Lamentablemente se han cumplido los peores augurios y el irresponsable y confiado primer ministro británico David Cameron ha asumido sus graves errores de cálculo presentando su dimisión y asumiendo que pasará a la historia como el dinamitador de un proceso de construcción europea que en estos momentos se complica sobremanera.

Efectivamente la victoria del Brexit con el 52% de los votos, es decir, una diferencia de 1.300.000 ciudadanos modifica de manera profunda el mapa europeo y pone en situación de prevención a otros países que animados por este resultado se pueden llegar a plantear su continuidad en la Union Europea. Las consecuencias de este referéndum han sido inmediatas en cuanto al comportamiento de la moneda británica que ha sufrido un desplome cercano al alcanzado en los años ochenta así como un notable incremento de las primas de riesgo y las inevitables caídas en todas las bolsas. Curiosamente y sin tener una explicación “científica” la bolsa que peor comportamiento tuvo ayer en Europa fué la española que se dejó mas de un 12% en un dia para olvidar. Seguramente habrá incidido en esta nefasta sesión que Gran Bretaña es uno de los primeros mercados mundiales de la banca española así como la eventual influencia de esta decisión en otros sectores como el de las telecomunicaciones y energía. Habrá también que esperar a ver como se comporta el sector turístico y si se mantiene el enorme numero de visitantes del Reino Unido a nuestros diferentes destinos.

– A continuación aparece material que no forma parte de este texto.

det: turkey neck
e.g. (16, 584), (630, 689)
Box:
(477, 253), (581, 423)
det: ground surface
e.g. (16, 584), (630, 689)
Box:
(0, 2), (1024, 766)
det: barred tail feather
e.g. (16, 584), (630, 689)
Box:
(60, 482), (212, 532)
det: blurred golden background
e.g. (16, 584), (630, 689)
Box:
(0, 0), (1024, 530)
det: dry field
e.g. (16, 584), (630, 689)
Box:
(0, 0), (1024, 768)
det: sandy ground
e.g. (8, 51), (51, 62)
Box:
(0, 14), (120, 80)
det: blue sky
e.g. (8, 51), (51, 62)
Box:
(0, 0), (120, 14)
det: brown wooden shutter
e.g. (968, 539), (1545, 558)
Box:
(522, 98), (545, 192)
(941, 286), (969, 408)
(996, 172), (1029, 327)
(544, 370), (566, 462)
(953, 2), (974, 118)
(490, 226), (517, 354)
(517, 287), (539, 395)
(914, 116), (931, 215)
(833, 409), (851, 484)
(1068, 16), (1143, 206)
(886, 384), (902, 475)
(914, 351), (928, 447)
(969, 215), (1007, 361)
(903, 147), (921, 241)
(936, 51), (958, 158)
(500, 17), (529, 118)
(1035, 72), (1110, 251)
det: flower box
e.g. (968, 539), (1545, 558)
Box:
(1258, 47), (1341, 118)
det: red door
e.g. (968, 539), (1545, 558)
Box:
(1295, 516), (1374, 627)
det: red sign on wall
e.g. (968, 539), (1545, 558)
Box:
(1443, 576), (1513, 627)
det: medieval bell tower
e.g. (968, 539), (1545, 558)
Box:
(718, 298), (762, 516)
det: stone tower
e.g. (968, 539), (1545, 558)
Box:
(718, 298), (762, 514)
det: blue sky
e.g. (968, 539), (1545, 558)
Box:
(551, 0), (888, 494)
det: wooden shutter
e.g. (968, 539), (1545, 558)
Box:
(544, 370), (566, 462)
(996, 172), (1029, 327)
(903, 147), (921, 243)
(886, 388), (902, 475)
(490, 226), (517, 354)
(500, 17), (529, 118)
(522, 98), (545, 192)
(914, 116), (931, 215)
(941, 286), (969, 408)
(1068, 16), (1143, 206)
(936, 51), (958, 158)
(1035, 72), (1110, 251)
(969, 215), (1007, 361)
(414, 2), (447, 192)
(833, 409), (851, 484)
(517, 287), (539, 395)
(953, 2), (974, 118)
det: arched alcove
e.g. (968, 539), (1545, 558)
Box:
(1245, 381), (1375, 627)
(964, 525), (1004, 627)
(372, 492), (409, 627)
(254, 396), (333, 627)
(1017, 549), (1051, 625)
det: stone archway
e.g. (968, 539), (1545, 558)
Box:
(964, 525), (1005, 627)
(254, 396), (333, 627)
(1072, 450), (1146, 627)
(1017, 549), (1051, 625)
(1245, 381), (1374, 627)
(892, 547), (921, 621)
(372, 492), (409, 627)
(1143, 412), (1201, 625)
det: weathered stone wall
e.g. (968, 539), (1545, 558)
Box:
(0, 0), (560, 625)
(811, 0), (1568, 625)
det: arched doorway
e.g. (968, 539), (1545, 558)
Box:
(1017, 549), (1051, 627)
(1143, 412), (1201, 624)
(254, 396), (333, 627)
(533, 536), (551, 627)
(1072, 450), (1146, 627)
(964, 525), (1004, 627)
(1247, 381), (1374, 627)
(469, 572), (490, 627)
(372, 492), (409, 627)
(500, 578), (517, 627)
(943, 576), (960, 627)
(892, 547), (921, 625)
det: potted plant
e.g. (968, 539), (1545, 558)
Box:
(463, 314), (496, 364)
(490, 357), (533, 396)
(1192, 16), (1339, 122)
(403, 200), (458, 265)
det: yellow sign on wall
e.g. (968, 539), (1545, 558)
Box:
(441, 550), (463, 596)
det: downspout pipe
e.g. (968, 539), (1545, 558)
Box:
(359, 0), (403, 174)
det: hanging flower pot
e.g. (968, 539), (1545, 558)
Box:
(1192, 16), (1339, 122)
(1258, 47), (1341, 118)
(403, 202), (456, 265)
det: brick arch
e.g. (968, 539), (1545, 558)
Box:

En lo que se refiere al efecto del Brexit en nuestro país y en particular en lo que puede afectar a los partidos políticos en liza electoral es evidente que lo ocurrido perjudica claramente a Unidos Podemos ya que es imposible olvidar los recurrentes ataques de Pablo Iglesias contra la Union Europea y sus loquinarias ideas de sacar a España del euro para recuperar la soberanía en materia económica. Si añadimos a este despropósito la postura del líder de Podemos respecto del tema catalaán y el derecho a decidir, el cocktail resultante deja en muy mal lugar a Iglesias y a la opción populista.

Por su parte Rajoy ha aprovechado la situación para insistir en que nuestra política económica es la acertada y correcta y que nuestro país necesita un gobierno fuerte alineado con Europa y que apueste por la estabilidad y por una moneda fuerte. Por su parte el líder socialista Pedro Sánchez calificó de muy grave lo sucedido e hizo responsable del desastre a el populismo y a la derecha irresponsable. En esta misma línea se expresó también el expresidente Felipe Gonzalez que descalificó duramente a las aventuras ancladas en el populismo radical. Por su parte, Ciudadanos, ha mantenido su posición de regeneración de la política frente a un populismo sin argumentos y dice que ello nos hará caminar hacia unos Estados Unidos de Europa.

De cualquier forma, y tras lo ocurrido, es innegable reconocer que la reacción de los principales líderes europeos ha sido la adecuada. Merkel y Hollande son el mejor ejemplo coincidiendo ambos en mostrar su tristeza y decepción por el resultado del referéndum pero mostrando también su firmeza y resolución de apoyar el proyecto europeo apelando a la unidad y a los valores de la U.E.

Los próximos pasos ya están en marcha. Lo avisó hace unos dias Juncker  ” fuera es fuera”. Una vez tomada la decisión hay que respetarla. Aun tratándose de un asunto doloroso e inesperado se van a iniciar de manera muy rápida las conversaciones para pactar los términos de la salida. Es lo que hay, y esa es la voluntad mayoritaria de los británicos. Como comenté en mi artículo de la pasada semana sobre el Brexit y sus efectos colaterales creo que este es un error histórico. Básicamente porque los nuevos tiempos aconsejan sólidas alianzas y no políticas de aislamiento ni de prepotencia mal entendida. De cualquier forma El Reino Unido mas que les pese a muchos seguirá siendo Europa y seguiremos conviviendo en paz y armonía… aunque desde ayer cambien las reglas del juego.